A general partner in a limited partnership has unlimited liability for the debts of the business and has the authority to conduct the business of the partnership. The limited partner (sometimes also called silent partner) is not liable vis-à-vis third parties. Internally, he is liable for any losses only to the amount of his capital contribution.

However, a limited partner who acts as general partner vis-à-vis third parties becomes jointly and severally liable for all the partnership’s obligations to third parties. In this case, the limited partner may even be held liable for debts which arose before he violated the above provisions.

In the case at hand, the limited partner, together with the general partner, signed a lease agreement in 1998 and a lease termination agreement in October 2010 before the partners decided to dissolve the partnership in November 2010. A creditor of the partnership argued that as a result of signing the two agreements, the limited partner took an active part in the management of the partnership and therefore is liable for any and all debts of the partnership.

The creditor referred to the general rule laid down in article 20 paragraph 2 and 21 of the Netherlands Commercial Code (Wetboek van Koophandel) as validated by the Supreme Court (January 15, 1943, NLJ 1943/201 (Walvius) and April 11, 1980, NJ 1981/377).  In line with these decisions, the lower court agreed with the creditor that the extension of the limited partner’s liability applies irrespective of whether the third party knew or could be under the impression that the partner concerned is not a general partner.

On May 29, 2015, the Supreme Court decided that the extension of liability does not apply automatically. When having to decide if a limited partner is to be held liable for the consequences of holding himself out as as general partner, a court can take into account if a third party new or was under the impression that the partner concerned is not a general partner. Secondly, a court needs to take into account if the limited partner can be blamed for holding himself out as a general partner.

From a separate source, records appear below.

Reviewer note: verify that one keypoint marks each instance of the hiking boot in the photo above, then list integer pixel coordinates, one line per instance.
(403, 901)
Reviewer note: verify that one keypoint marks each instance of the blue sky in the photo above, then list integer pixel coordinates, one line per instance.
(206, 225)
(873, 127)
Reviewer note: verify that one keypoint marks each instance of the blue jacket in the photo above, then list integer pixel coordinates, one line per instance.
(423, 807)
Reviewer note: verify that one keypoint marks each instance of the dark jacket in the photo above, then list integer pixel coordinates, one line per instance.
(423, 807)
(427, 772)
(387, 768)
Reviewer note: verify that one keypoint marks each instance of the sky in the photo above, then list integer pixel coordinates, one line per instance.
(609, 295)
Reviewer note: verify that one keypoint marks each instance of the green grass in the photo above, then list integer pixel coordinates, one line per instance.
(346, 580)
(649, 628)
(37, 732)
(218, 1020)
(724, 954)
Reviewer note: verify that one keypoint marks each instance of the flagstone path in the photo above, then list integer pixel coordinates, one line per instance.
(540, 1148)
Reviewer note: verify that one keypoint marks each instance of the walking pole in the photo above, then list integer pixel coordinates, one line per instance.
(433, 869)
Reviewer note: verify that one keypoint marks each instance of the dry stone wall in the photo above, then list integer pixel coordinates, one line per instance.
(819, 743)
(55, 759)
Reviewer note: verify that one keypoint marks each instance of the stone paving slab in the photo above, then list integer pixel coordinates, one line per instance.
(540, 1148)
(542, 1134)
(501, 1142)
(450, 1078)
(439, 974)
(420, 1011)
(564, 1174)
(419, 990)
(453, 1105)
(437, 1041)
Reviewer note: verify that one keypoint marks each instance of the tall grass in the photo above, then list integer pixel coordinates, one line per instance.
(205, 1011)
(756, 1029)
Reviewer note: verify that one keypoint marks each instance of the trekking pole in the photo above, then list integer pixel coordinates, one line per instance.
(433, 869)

In conclusion: the harsh sanctions of an extension of liability should apply in those cases in which a limited partner abuses his limited liability against a third party that was under the impression that the limited partner was a general partner when acting on behalf the partnership. If a limited partner can validly argue that the impression was wrongful and, more importantly, that he is not to be blamed for holding himself out as general partner, the liability of the limited partner remains to be limited.